With these admitted facts it cannot be said that these defendants did not have control of the work as it was being done in the building, and, also, the operation on the elevator. With this authority over the place, the appliances and the manner of using them, there was a continuing obligation to make proper and timely inspection to discover defects, so as to furnish the workmen a reasonably safe place in which to work, and reasonably safe machinery with which to do the work he assigned to them, or permitted them to perform: Wilkinson v. Evans, 34 Pa. Superior Ct. 472. While these defendants were not the direct employers of this plaintiff, they had just as complete control over the methods he used, and the manner of doing his work as if they had personally employed them. Further, they had direct notice from the actual contractors, that the use to which the old elevator was being put by their employees was not only inconvenient but dangerous, and these .defendants had the sole authority to direct how the elevator should be used in the future. If, after this notice of danger, they permitted the elevator to be used in the handling of the furniture, so as to cause the cable to break, it was for the jury to say whether *408they exercised such control over the work that they were specially in charge of, as to make it reasonably safe for this cement finisher to work under the elevator when it was being used for lowering their furniture: Perry v. Payne, 217 Pa. 252.

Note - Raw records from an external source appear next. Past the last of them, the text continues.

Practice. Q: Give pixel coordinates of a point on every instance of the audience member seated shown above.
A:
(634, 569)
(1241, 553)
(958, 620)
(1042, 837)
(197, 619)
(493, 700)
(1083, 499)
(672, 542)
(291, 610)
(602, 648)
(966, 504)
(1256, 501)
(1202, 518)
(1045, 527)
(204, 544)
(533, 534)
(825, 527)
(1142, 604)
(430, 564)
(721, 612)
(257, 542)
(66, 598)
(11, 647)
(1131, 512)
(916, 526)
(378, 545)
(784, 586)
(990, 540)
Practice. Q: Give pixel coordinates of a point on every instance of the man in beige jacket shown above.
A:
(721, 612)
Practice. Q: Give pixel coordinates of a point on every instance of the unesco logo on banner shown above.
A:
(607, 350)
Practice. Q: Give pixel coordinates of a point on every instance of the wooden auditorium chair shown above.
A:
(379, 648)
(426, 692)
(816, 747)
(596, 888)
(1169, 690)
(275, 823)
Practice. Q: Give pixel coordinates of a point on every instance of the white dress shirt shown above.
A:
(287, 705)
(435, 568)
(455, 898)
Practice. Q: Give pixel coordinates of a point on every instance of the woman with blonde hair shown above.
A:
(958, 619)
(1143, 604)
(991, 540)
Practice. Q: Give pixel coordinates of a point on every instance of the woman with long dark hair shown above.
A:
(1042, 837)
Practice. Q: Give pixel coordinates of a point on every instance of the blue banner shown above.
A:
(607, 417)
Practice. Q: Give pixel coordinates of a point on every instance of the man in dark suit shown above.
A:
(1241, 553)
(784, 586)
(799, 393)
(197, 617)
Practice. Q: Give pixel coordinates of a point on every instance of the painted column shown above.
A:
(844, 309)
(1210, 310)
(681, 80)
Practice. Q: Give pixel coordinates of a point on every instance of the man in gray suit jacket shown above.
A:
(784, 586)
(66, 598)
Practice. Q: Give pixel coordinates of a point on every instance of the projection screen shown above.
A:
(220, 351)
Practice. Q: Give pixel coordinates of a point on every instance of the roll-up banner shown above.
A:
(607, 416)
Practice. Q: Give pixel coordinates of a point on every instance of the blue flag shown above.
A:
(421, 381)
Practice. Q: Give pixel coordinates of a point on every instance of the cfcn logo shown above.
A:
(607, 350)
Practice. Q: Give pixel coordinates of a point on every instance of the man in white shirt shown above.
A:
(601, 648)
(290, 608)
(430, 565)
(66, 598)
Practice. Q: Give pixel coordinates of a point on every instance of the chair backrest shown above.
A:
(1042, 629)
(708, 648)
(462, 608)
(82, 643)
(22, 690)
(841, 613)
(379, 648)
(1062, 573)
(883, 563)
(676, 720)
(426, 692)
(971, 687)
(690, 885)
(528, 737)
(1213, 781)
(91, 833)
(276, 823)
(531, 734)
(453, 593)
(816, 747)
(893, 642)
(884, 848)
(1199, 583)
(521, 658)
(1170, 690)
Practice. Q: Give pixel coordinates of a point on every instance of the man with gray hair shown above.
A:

As an elementary statement of the law it may not be the duty of a lessee to have an old building inspected before repairs are made, but the name by which these defendants had title to the property is not material. What was their authority over the agencies which caused this accident, and how was it exercised, is the important and controlling question. There was sufficient evidence in this case to warrant the jury in finding that they exercised full power over the changes that were being made, and there was the resultant duty of providing reasonably safe methods and appliances in doing that work, and that the lack of inspection of this old and wornout cable, was negligence, • and the proximate cause of the plaintiff’s injuries. The case was tried with extreme care, and the controlling question was one of fact which was fairly submitted to the jury.

The judgment is affirmed.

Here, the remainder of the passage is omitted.